Flow-injection analysis–electrochemical detection for the determination of drug–protein interactions with microdialysis sampling Original Research Article

Microdialysis sampling was combined with flow-injection analysis–electrochemical detection (FIA–ECD) to determine the interactions between streptomycini sulfas (STS) and bovine serum albumin (BSA). In the mobile phase of NaOH (pH=13), a Ni–Ti alloy electrode was used as working electrode. At this electrode good electrocatalytical oxidation of streptomycini sulfas occurs with a detection limit of 8.0×10−7 mol/l and a linear concentration range 1.0×10−6–1.0×10 3 mol/l at +500 mV (vs. Ag/AgCl). Microdialysis is an excellent complement to directly monitor chemical events in different organs in vivo. This method has been widely used for many fields. We applied microdialysis to determine the interactions of drug–protein. Streptomycini sulfas and BSA were mixed at different molar ratios and incubated at 37°C in a water-bath.
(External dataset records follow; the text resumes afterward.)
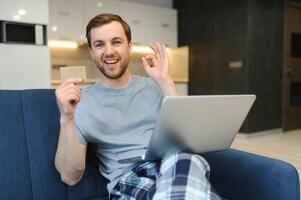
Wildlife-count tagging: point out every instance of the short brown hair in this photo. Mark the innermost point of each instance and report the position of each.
(106, 18)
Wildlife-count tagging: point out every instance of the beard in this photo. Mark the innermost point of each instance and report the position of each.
(112, 74)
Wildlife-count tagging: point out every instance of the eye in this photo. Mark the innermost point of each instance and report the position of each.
(99, 45)
(117, 42)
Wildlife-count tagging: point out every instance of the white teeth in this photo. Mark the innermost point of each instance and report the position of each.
(111, 61)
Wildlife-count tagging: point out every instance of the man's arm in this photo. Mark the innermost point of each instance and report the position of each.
(157, 67)
(70, 155)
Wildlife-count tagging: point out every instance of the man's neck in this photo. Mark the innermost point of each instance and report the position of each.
(121, 82)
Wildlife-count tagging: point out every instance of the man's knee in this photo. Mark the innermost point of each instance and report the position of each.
(188, 161)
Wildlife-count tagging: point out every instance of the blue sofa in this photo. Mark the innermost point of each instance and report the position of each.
(29, 129)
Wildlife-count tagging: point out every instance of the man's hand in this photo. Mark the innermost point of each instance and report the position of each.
(68, 96)
(157, 67)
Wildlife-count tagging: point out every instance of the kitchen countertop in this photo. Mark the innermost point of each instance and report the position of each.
(92, 81)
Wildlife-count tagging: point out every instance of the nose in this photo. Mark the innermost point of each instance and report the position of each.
(109, 50)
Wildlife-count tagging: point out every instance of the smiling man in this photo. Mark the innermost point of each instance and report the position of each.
(118, 114)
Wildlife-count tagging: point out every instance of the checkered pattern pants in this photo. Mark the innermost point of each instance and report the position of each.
(180, 176)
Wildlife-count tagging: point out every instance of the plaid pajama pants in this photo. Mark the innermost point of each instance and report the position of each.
(179, 176)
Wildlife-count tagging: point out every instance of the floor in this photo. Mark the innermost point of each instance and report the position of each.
(284, 146)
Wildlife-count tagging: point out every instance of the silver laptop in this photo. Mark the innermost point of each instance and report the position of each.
(197, 124)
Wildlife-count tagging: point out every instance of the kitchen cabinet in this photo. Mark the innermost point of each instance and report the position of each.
(66, 20)
(92, 8)
(148, 23)
(28, 11)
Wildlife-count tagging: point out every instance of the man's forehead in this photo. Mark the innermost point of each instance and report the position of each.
(108, 31)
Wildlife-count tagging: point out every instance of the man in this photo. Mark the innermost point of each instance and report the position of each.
(118, 115)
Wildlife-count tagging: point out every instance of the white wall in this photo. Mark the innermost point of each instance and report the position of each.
(161, 3)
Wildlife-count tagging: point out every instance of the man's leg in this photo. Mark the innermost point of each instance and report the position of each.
(183, 176)
(136, 184)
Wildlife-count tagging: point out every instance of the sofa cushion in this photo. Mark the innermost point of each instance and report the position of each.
(14, 168)
(41, 121)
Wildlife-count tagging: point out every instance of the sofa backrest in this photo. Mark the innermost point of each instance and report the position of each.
(29, 130)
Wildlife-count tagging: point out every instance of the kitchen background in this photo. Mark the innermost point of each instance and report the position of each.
(215, 47)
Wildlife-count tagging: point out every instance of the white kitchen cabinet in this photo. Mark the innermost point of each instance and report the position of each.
(66, 20)
(150, 23)
(92, 8)
(29, 11)
(24, 66)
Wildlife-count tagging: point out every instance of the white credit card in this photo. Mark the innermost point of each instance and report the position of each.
(73, 72)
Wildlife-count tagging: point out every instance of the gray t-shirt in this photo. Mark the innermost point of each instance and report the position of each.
(119, 121)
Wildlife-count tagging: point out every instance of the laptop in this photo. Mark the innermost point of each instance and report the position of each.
(196, 124)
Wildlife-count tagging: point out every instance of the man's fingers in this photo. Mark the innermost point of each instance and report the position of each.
(154, 47)
(71, 80)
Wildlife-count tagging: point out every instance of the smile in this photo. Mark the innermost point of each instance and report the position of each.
(111, 61)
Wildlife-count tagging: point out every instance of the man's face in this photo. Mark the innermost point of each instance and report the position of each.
(110, 49)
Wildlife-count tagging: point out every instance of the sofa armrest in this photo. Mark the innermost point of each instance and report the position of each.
(240, 175)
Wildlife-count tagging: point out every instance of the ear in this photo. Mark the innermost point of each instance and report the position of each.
(130, 47)
(91, 53)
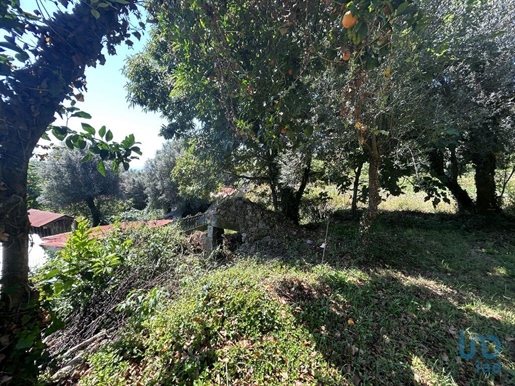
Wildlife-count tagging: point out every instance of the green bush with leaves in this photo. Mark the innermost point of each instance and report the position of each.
(85, 263)
(224, 329)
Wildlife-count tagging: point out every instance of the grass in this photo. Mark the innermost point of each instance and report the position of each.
(387, 314)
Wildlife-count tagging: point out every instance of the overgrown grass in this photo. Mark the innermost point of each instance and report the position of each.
(389, 314)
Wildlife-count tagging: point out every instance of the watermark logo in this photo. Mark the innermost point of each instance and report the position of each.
(482, 367)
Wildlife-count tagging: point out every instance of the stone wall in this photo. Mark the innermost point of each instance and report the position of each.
(250, 219)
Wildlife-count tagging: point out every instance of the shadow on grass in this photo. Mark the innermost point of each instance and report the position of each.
(390, 314)
(379, 330)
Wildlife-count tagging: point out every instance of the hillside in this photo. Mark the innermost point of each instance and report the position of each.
(388, 314)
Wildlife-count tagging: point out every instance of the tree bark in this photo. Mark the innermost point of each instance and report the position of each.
(486, 199)
(355, 188)
(14, 227)
(374, 198)
(95, 213)
(465, 203)
(290, 199)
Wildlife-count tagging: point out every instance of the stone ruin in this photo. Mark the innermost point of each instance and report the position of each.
(236, 213)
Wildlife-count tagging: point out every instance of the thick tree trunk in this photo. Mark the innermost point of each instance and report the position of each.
(290, 199)
(95, 213)
(15, 224)
(486, 201)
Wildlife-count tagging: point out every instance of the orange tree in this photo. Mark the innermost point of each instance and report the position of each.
(245, 70)
(42, 62)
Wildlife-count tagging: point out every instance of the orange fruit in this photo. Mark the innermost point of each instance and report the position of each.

The microdialysis probe was then used to sample the mixed STS–BSA solution at a perfusion rate of 1.0 μl/min. The concentration of unbound streptomycini sulfas in the microdialysate was determined by FIA–ECD. Relative recovery (R) of streptomycini sulfas, determined in vitro under similar conditions, was approximately 16.0% at 1.0 μl/min. The estimated association constant (K) and the number of the binding sites (n) on one molecule of BSA were 5.45×103 (mol/l)−1 and 1.21, respectively. The method provided a fast and simple technique for the study of drug–protein interactions.